April wholesale prices jump 0.6%, led by higher food costs

Wholesale prices rose a higher-than-expected 0.6% in April, driven by escalating food costs

WASHINGTON — Wholesale prices rose a higher-than-expected 0.6% in April, driven by escalating food costs. It’s more evidence that inflation pressures are starting to mount as the country emerges from a recession brought on by the pandemic.

The increase in the producer price index, which measures inflationary pressures before they reach consumers, was double the 0.3% gain that economists had been forecasting. The increase, reported Thursday by the Labor Department, followed a sizable 1% advance in March.

Over the past 12 months, wholesale prices are up 6.2%, the largest advance since the data was first calculated in 2010.

Food prices shot up 2.1% in April, the biggest monthly rise since a similar increase last October. Energy prices fell 2.4% after a string of big gains starting in December.
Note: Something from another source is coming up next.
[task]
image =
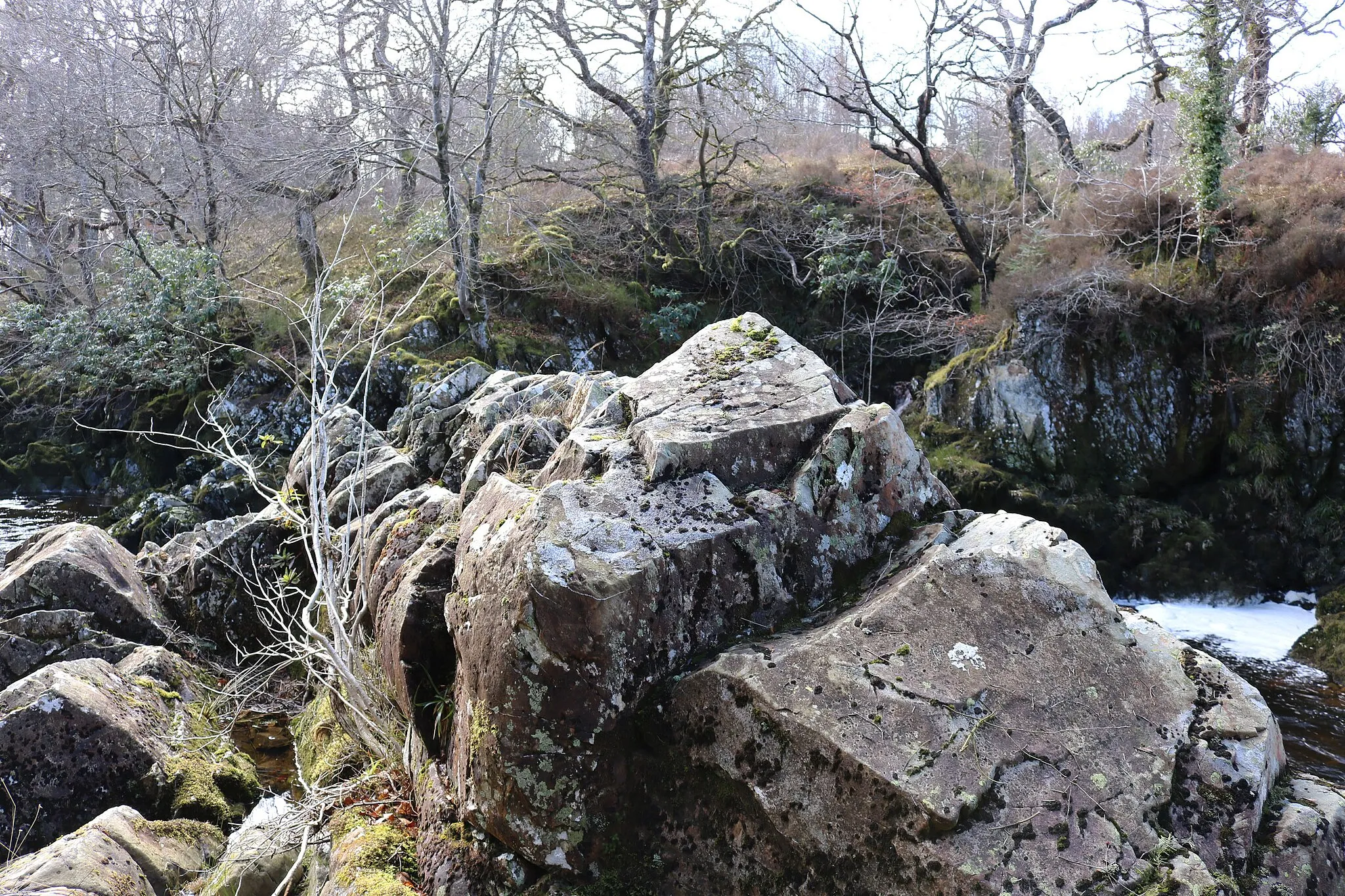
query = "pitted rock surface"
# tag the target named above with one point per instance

Economists believe that energy prices will resume moving higher, reflecting among other things the temporary shutdown of a large fuel pipeline after a cyberattack.

Core inflation, which excludes volatile food and energy costs, rose 0.7% in April, reflecting widespread prices pressures that are showing up as demand increases with the wider re-opening of the economy. Over the past 12 months, core inflation is up 4.1%.

The report on wholesale inflation came a day after the government reported that consumer prices shot up 0.8% in April, the largest monthly jump in more than a decade, with one-third of the gain attributed to a record 10% increase in used car prices.

Federal Reserve officials including Fed Chairman Jerome Powell insist that the recent price increases will be temporary as the economy re-opens and not a sign that inflation is getting out of control.

But inflation worries have been blamed for steep declines in the stock market as investors worry that rising prices will eventually force the central bank to abandon its ultra-low interest rate policies put in place to support the economy after pandemic shutdowns forced millions of people out of their jobs last year.